Sonny: I do. I have even had dreams.
Del Spooner: Human beings have dreams. Even dogs have dreams, but not you, you are just a machine. An imitation of life. Can a robot write a symphony? Can a robot turn a... canvas into a beautiful masterpiece?
Sonny: Can you?
Odd Couple Buddy Cop Show In Cyberpunk! When there's a series of mysterious murders or crimes taking place in a cyberpunk setting, the local gumshoe is paired up with a shiny new partner with all sorts of attachments. Usually done in the form of a Wunza Plot with one or both characters overcoming prejudices/technophobia. Sometimes the human detective will say something like "I hate technology" with the android responding "I am technology".

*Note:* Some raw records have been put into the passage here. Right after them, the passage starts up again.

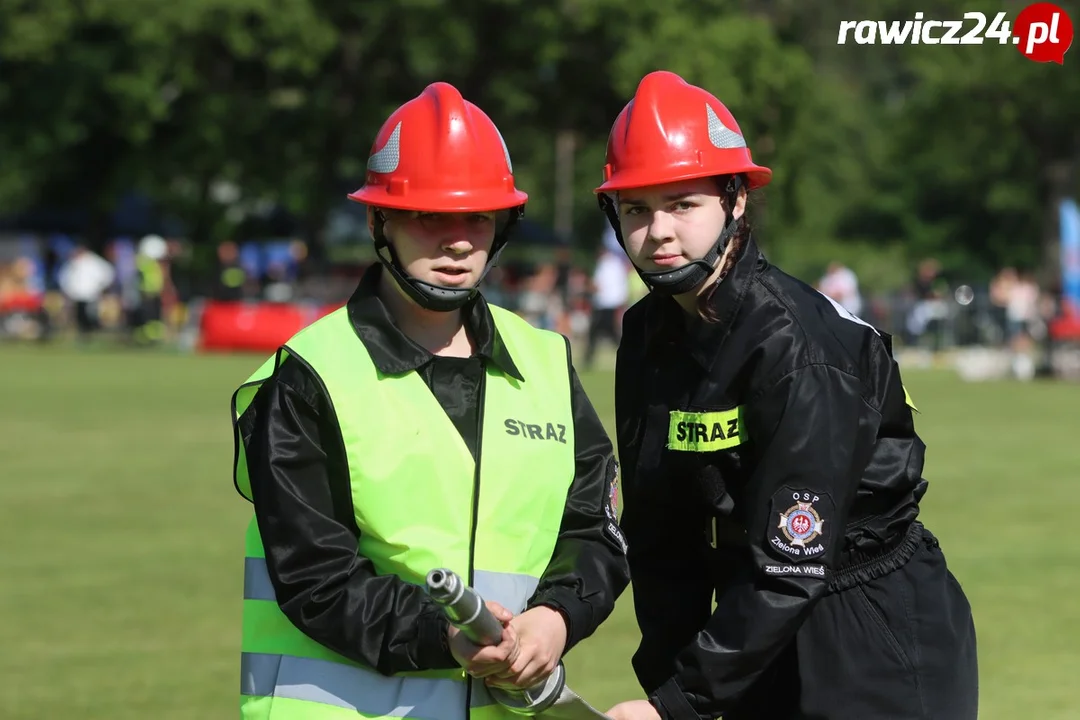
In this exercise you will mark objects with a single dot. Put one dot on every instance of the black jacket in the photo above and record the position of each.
(761, 456)
(305, 512)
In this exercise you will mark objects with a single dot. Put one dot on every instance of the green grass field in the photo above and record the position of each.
(122, 538)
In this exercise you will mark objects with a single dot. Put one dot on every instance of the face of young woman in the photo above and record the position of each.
(449, 249)
(664, 227)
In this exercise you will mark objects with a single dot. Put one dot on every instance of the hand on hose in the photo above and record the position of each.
(483, 661)
(635, 709)
(541, 634)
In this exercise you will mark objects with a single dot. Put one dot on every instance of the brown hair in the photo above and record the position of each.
(734, 247)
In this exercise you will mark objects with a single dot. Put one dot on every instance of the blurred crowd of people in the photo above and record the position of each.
(146, 291)
(1013, 313)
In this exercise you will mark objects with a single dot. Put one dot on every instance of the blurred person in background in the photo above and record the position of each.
(1023, 323)
(83, 280)
(231, 276)
(926, 324)
(421, 428)
(152, 276)
(841, 284)
(610, 294)
(770, 460)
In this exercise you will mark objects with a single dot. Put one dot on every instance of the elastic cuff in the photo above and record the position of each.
(672, 704)
(577, 614)
(434, 643)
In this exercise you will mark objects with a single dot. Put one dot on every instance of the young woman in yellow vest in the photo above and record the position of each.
(420, 428)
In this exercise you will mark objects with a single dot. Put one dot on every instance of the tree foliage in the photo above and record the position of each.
(219, 109)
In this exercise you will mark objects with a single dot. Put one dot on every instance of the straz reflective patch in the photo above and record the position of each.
(705, 432)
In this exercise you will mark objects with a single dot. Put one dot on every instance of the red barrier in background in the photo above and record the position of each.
(254, 326)
(26, 302)
(1066, 326)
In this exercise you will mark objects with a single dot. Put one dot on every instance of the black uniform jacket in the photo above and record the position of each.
(305, 512)
(760, 454)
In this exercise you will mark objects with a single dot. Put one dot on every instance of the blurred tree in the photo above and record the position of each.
(227, 109)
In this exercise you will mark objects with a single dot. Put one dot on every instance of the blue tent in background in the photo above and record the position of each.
(135, 215)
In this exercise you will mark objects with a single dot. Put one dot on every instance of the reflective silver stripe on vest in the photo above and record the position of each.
(257, 585)
(509, 589)
(353, 688)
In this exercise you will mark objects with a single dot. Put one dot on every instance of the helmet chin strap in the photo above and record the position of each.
(429, 296)
(696, 272)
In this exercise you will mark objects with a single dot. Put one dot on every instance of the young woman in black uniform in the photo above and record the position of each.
(770, 460)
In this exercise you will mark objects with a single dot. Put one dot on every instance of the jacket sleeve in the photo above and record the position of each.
(588, 569)
(304, 508)
(811, 435)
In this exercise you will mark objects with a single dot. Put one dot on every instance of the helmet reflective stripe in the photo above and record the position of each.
(719, 135)
(387, 159)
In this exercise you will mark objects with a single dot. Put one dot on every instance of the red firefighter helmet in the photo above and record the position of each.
(440, 153)
(673, 131)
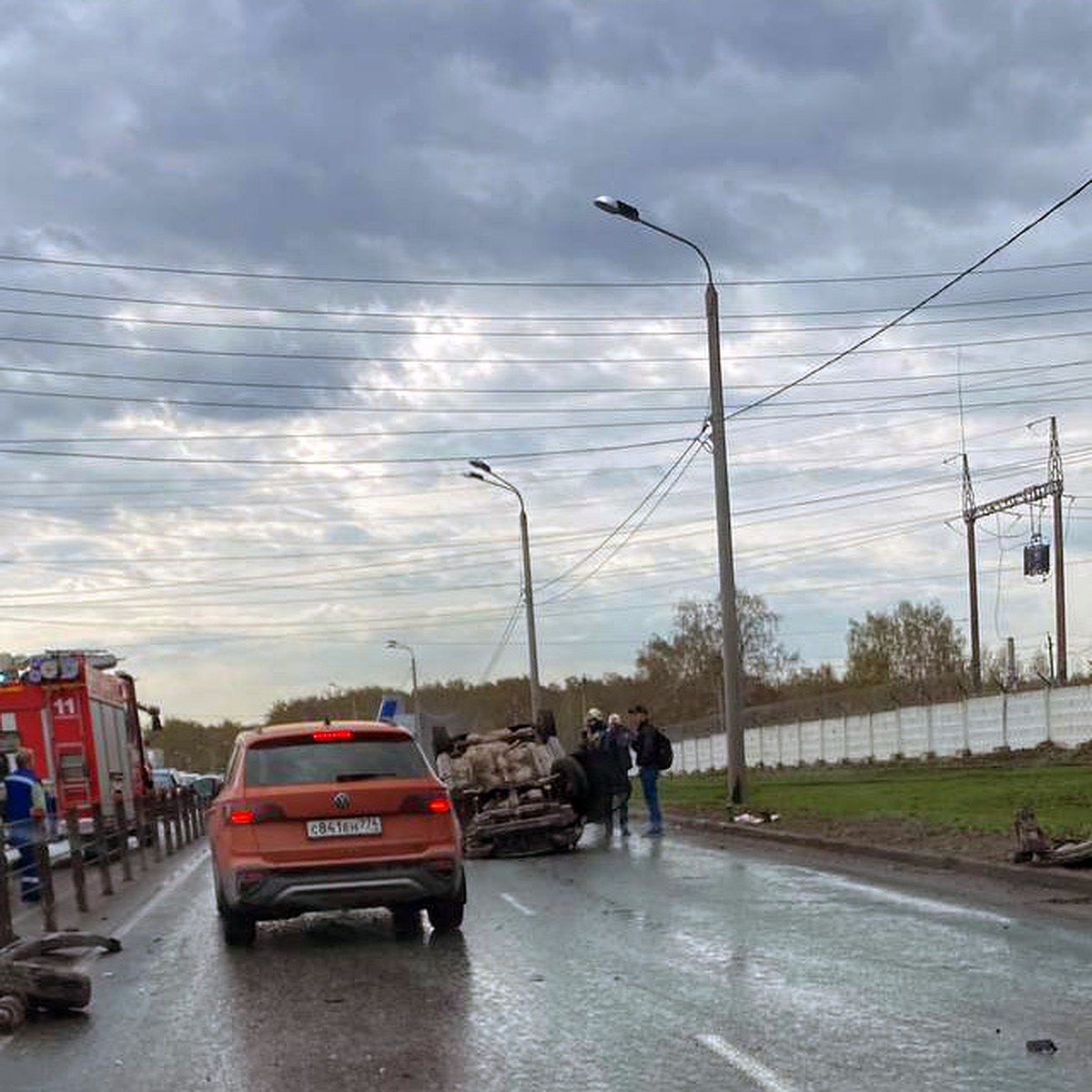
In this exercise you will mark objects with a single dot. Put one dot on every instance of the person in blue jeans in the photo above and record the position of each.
(645, 748)
(25, 795)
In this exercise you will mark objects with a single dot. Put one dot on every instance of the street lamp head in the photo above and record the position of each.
(617, 207)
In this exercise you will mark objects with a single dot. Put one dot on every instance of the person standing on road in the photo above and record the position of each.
(645, 747)
(25, 797)
(617, 742)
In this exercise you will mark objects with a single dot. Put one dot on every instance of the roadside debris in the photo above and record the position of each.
(1041, 1046)
(754, 818)
(1033, 846)
(33, 976)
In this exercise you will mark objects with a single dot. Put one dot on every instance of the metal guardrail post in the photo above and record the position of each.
(184, 800)
(45, 869)
(152, 805)
(121, 824)
(176, 814)
(140, 823)
(163, 801)
(76, 855)
(102, 850)
(6, 933)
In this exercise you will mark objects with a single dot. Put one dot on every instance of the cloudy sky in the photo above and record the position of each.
(272, 271)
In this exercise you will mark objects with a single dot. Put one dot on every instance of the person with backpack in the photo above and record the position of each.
(651, 754)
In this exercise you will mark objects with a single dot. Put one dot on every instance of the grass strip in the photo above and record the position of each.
(981, 798)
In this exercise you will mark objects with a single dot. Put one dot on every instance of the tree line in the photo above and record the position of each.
(911, 653)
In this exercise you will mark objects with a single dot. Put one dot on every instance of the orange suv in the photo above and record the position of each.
(325, 816)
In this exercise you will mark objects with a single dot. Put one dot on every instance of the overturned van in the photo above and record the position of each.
(516, 791)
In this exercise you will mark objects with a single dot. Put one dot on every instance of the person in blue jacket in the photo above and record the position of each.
(25, 796)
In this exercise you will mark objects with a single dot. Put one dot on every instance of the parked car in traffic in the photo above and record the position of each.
(318, 816)
(207, 785)
(165, 778)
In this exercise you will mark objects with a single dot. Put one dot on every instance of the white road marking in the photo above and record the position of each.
(176, 879)
(740, 1059)
(511, 900)
(915, 901)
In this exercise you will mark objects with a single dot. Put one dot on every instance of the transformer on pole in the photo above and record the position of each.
(1036, 554)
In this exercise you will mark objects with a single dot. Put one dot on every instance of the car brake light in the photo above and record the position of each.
(260, 813)
(437, 805)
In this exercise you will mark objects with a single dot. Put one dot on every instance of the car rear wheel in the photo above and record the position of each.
(239, 931)
(446, 915)
(407, 921)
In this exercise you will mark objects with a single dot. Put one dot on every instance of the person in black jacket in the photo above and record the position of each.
(645, 748)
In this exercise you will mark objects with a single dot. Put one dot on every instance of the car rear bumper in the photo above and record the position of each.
(285, 893)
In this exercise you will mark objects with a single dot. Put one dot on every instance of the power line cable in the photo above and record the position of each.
(457, 283)
(916, 307)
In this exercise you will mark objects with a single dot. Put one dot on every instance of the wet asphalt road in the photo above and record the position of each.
(628, 966)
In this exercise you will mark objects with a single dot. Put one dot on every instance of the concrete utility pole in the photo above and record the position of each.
(419, 730)
(730, 622)
(483, 472)
(972, 512)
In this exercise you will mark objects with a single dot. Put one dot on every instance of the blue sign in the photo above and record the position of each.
(388, 707)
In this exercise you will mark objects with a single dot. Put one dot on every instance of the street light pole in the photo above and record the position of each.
(483, 472)
(413, 675)
(730, 622)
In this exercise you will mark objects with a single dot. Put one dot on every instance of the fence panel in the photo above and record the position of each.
(1071, 715)
(978, 725)
(1026, 725)
(948, 729)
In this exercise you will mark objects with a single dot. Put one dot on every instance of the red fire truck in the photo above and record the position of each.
(82, 721)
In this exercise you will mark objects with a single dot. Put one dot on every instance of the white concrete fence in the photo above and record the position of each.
(977, 725)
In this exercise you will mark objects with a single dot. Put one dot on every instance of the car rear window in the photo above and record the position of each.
(304, 762)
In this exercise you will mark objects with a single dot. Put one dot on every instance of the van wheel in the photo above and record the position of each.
(239, 931)
(573, 782)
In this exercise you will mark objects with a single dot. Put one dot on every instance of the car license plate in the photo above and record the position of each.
(343, 828)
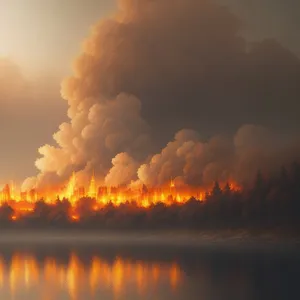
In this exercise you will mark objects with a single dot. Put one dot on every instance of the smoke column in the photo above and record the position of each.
(153, 47)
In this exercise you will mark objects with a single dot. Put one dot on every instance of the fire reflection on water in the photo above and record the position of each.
(51, 277)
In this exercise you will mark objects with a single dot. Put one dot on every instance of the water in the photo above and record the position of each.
(149, 272)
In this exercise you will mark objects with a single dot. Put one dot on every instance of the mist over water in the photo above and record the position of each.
(119, 271)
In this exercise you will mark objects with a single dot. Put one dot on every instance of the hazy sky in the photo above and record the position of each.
(42, 37)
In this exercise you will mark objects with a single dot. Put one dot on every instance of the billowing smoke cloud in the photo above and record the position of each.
(251, 149)
(189, 67)
(30, 109)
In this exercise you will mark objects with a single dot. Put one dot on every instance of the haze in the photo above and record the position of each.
(39, 40)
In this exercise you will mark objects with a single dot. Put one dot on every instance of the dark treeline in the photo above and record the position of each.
(269, 203)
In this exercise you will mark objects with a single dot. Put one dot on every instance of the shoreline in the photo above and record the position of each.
(174, 239)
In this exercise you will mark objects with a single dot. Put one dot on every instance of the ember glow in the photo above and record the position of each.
(143, 197)
(26, 271)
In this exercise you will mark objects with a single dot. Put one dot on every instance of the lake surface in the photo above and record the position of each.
(154, 273)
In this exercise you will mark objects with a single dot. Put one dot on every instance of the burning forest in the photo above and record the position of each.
(111, 158)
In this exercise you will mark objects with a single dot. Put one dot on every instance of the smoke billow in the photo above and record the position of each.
(195, 162)
(150, 66)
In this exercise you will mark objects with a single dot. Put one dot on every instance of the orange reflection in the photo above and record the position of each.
(24, 271)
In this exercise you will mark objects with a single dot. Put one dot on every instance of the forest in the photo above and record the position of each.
(270, 202)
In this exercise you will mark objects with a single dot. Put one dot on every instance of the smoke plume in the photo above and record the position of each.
(153, 64)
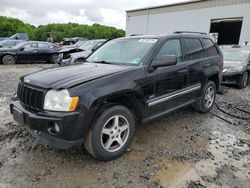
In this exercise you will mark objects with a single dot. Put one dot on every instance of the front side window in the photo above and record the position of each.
(171, 48)
(192, 49)
(123, 51)
(235, 54)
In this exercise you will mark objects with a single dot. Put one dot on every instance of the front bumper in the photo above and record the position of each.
(39, 124)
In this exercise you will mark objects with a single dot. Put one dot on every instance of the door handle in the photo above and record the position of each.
(207, 65)
(182, 71)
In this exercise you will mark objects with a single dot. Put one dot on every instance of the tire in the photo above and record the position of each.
(208, 95)
(54, 58)
(9, 60)
(102, 139)
(243, 81)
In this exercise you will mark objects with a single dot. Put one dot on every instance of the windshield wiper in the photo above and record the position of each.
(103, 62)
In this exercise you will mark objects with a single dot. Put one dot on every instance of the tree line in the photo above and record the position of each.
(10, 26)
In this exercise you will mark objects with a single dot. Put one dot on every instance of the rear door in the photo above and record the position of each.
(194, 58)
(165, 85)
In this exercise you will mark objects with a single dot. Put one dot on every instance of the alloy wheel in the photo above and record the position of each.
(115, 133)
(209, 96)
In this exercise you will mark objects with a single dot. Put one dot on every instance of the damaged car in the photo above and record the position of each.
(78, 54)
(236, 65)
(124, 83)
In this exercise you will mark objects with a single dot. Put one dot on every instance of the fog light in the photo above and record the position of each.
(54, 128)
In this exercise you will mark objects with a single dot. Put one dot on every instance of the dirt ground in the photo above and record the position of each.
(183, 149)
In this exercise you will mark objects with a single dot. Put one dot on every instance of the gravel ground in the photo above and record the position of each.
(183, 149)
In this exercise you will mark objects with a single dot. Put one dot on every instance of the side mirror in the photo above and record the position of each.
(164, 61)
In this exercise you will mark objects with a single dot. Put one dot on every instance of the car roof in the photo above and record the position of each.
(179, 34)
(235, 47)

A lot of times this leads to someone asking What Measure Is a Non-Human?
- Appleseed, sorta. Less Android and more Cyborg; less Detective and more SWAT/Counterterrorism. Besides the Deunan-Briareos pairing, there is also the Deunan-Hitomi pairing; Deunan is initially shocked that Hitomi is a bioroid.
- Armitage III plays this straight, down to the "I hate technology" exchange.
- Astro Boy: Though not technically cop buddies, Astro's crime-fighting often leads him to work alongside Inspector Tawashi. And by "works alongside", we mean "argues with". Pluto, Naoki Urasawa's re-take on one of the story arcs in the original manga, has Gesicht filling in both the detective and the robot role.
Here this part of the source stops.